Err.... I think I know what you are asking.
For example, if I own the domain abc.com, it can reside on ns1.xyz.com, ns2.xyz.com etc. Basically, ns1.xyz.com has the "Start of Authority (SOA)" for the abc.com domain, and can therefore resolve queries from http://www.abc.com
to the physical IP address of the box.
If doesn't matter that name server you specify, as long as:
1) You're registratar is told which DNS has the SOA of the domain.
2) The people running the name server know that they are supposed to have your domain list in it.
If you were to go to a hosting company, your domain usually gets listed in the name server, and you enter ns1.myhostingcompany.com as the name server at your registrar. Alternatively, you can run your own name servers, and resolve your own domain and others if so desired.
One final example, my t595.net SOA resides at ns1.mydomain.com - ns4.mydomain.com, which means that mydomain.com owns the task of resolving queries to my t595.net domain.
err... just re-read your question, misinterpreted.
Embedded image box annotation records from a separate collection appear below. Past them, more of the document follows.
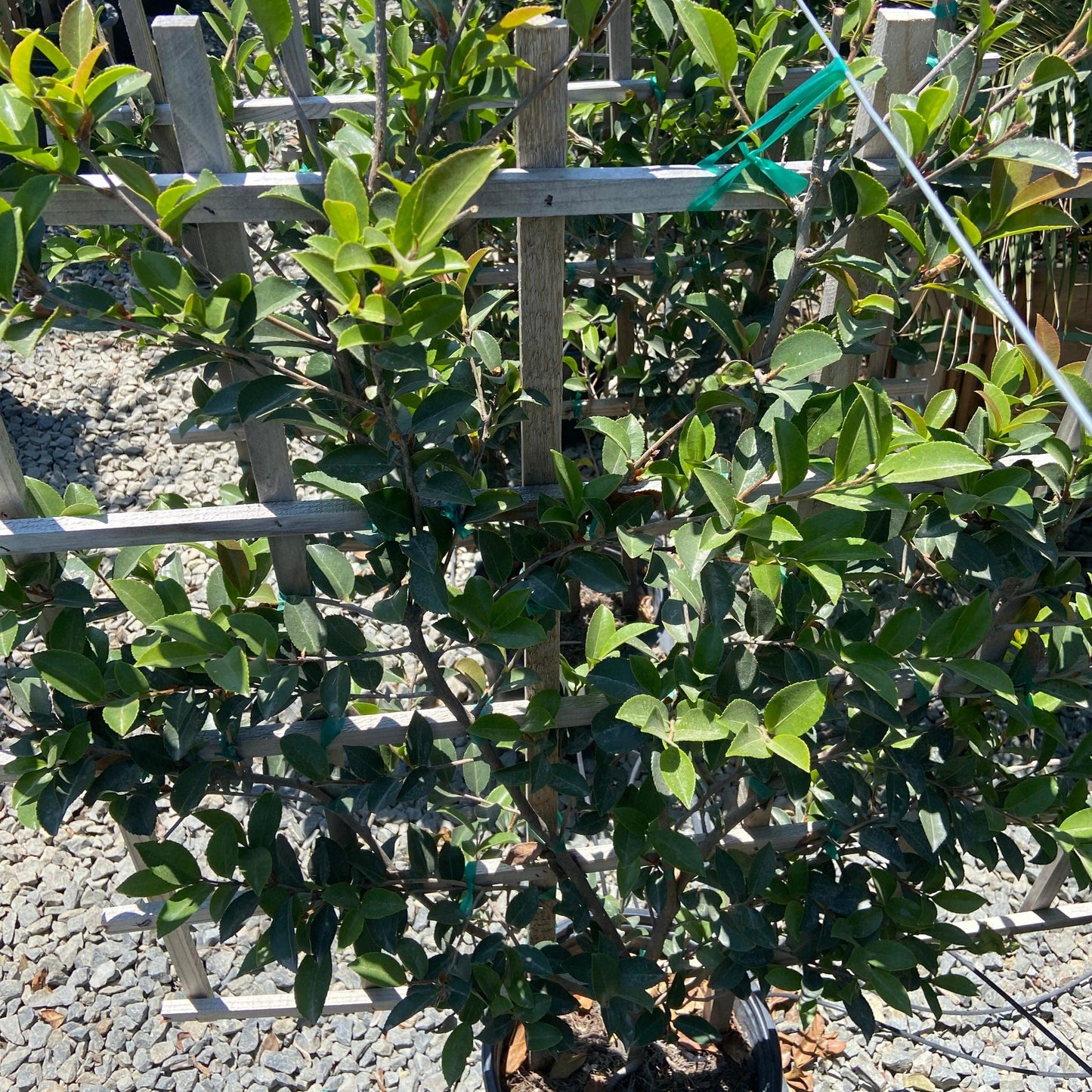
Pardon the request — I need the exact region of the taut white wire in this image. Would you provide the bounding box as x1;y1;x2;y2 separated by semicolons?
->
796;0;1092;436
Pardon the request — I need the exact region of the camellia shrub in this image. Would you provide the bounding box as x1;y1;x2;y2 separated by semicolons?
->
0;0;1092;1081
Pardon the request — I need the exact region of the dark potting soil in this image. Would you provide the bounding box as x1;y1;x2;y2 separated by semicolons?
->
503;1006;753;1092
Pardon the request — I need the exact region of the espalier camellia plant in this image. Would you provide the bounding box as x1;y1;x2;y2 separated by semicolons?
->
0;0;1092;1081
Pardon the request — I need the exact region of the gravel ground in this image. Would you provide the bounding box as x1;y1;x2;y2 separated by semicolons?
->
0;323;1092;1092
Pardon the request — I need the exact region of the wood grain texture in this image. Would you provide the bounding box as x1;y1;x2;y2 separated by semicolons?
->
118;827;213;1001
153;11;311;595
0;500;370;557
198;695;606;763
819;8;936;388
34;152;1031;227
103;822;824;933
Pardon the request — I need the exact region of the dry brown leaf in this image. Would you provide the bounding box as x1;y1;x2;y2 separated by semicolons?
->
505;842;543;866
505;1024;527;1075
549;1050;587;1081
255;1032;280;1062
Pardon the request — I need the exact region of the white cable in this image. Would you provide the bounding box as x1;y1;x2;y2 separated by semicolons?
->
796;0;1092;436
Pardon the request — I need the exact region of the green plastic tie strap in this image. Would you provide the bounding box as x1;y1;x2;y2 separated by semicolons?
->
459;861;477;917
688;58;846;212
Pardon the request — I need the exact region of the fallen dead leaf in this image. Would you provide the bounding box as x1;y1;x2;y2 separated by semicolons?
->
505;842;543;866
549;1052;587;1081
505;1024;527;1075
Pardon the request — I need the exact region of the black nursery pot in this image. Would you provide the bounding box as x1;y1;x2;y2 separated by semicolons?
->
481;983;787;1092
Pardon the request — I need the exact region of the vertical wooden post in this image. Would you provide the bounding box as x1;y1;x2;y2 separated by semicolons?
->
607;0;635;376
152;15;311;595
819;8;936;388
280;0;314;98
119;827;213;998
515;15;569;943
118;0;181;174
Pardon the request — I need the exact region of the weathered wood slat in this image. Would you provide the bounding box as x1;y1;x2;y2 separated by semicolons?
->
103;822;824;933
160;903;1092;1021
198;695;605;759
32;153;904;227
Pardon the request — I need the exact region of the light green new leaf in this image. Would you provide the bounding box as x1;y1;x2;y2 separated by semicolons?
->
618;694;670;736
60;0;95;68
247;0;292;54
398;147;500;253
770;329;842;383
768;736;812;770
763;679;827;749
675;0;739;88
876;440;989;483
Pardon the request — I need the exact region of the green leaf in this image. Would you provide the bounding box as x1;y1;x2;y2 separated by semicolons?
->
110;579;167;626
292;952;333;1024
694;466;736;527
618;694;670;738
280;732;329;782
103;698;140;736
307;543;356;599
652;747;698;808
284;596;326;655
155;881;213;937
137;842;201;886
30;648;106;704
398;147;500;255
440;1021;474;1087
247;0;292;54
360;888;407;918
60;0;95;68
770;329;842;383
204;645;250;694
1004;778;1058;819
773;417;809;496
1058;808;1092;842
412;387;474;432
876;440;989;483
763;679;827;738
945;660;1016;704
766;736;812;770
985;137;1080;178
675;0;738;88
648;829;704;876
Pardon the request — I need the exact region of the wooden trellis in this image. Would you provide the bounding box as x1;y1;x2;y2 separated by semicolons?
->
0;0;1092;1020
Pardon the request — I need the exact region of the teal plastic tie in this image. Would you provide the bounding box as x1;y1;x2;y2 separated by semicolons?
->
688;58;846;212
440;505;474;538
459;861;477;917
It is best to have your domain removed from the old name server when you move, mainly in the interest of cleanliness (and because some hosting companies set up their DNS incorrectly). In theory, only the name server with the SOA as specified by your registrar will be queried for your domain. However, some hosts use the name servers as both caching and resolution servers. This means that their name servers still think they own the SOA, and will resolve queries. However, queries will not normally reach them, but because they are running the name server as a caching server for the local network, it get resolved incorrectly. The biggest bugbear for this is when signing up to a new host, and they try to send a confirmation email - the email will go to your new email server at the new host, instead of going to your current server, so you never get your email with details on the new account.